In other words, the actual crime rate need not increase by much to trigger a complete recalculation of risk and uncertainty that could then trigger a mass exodus from city centers by small businesses and the top 20% of households with the most to lose and the most mobility.
Once these sectors abandon the city, the economy and social order collapse to levels that no one thought possible. Again, the point here is effects everyone thinks are linear quickly become non-linear: thus a 10% increase in crime doesn’t cause a linear 10% reduction in commerce, it triggers a 50% decline in commerce which then unleashes a second wave of decline as the loss of 50% of small businesses reduces the attractiveness and safety of the hollowed-out neighborhood.

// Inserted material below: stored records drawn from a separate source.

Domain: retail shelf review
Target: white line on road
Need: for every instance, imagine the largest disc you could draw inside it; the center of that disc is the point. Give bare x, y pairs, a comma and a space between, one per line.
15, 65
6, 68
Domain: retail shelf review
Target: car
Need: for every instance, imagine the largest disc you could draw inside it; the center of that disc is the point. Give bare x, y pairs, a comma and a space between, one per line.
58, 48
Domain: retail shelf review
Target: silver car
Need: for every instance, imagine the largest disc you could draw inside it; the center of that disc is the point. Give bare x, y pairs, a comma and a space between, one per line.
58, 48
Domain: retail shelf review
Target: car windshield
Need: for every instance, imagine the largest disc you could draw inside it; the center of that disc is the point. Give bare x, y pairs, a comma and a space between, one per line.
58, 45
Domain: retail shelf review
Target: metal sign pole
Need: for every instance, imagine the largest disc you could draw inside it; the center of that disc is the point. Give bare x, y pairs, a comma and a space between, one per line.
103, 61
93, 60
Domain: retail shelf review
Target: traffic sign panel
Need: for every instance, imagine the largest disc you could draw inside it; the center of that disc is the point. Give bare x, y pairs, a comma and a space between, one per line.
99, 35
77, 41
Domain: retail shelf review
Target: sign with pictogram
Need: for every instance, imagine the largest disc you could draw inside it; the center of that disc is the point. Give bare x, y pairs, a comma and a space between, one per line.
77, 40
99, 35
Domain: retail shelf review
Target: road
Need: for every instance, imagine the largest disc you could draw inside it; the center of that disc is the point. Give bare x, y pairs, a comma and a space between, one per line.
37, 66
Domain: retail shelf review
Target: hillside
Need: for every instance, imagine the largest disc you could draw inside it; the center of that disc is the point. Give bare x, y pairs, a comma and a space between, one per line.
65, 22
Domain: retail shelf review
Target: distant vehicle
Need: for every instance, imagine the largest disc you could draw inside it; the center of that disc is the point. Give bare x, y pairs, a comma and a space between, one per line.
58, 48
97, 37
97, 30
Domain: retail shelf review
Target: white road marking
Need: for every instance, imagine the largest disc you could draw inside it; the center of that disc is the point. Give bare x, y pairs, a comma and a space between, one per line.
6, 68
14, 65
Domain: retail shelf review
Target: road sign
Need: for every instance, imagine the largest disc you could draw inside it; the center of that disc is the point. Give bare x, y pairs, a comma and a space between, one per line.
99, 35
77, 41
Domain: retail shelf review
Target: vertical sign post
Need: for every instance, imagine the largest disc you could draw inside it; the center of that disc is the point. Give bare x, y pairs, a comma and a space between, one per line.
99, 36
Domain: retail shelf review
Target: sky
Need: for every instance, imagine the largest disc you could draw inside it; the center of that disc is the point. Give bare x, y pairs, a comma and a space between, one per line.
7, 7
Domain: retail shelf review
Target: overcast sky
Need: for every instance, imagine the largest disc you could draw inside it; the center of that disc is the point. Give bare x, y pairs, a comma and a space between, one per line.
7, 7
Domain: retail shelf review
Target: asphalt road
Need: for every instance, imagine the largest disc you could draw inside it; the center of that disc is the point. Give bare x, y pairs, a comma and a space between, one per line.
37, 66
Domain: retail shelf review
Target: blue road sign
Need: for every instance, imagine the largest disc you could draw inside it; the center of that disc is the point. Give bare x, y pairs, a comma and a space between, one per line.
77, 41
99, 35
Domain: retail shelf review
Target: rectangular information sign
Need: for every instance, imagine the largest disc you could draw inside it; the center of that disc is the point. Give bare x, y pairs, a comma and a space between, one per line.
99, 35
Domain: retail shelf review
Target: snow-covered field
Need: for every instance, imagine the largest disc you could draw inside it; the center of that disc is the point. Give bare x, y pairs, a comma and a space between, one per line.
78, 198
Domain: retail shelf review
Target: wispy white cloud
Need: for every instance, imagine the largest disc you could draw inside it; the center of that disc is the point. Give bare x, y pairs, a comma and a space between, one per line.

In my analysis, costs for small businesses and urban residents were already at extremes that were hidden or accepted as “normal.” What few understood was how pushing costs into the top of the rising wedge made the entire system vulnerable to non-linear breakdown. This breakdown is what I see unfolding in the economy and the social order.
Extremes will become more extreme because the positive feedback loops of the Pareto Distribution are overwhelming the moderating negative feedback loops of resilience (i.e. buffers), certainty and institutional trust/credibility.
The financial system is extremely vulnerable to disruption and collapse for the same reasons: the extremes are not visible to the vast majority of participants, and so they are exposed to high levels of risk they don’t see or understand.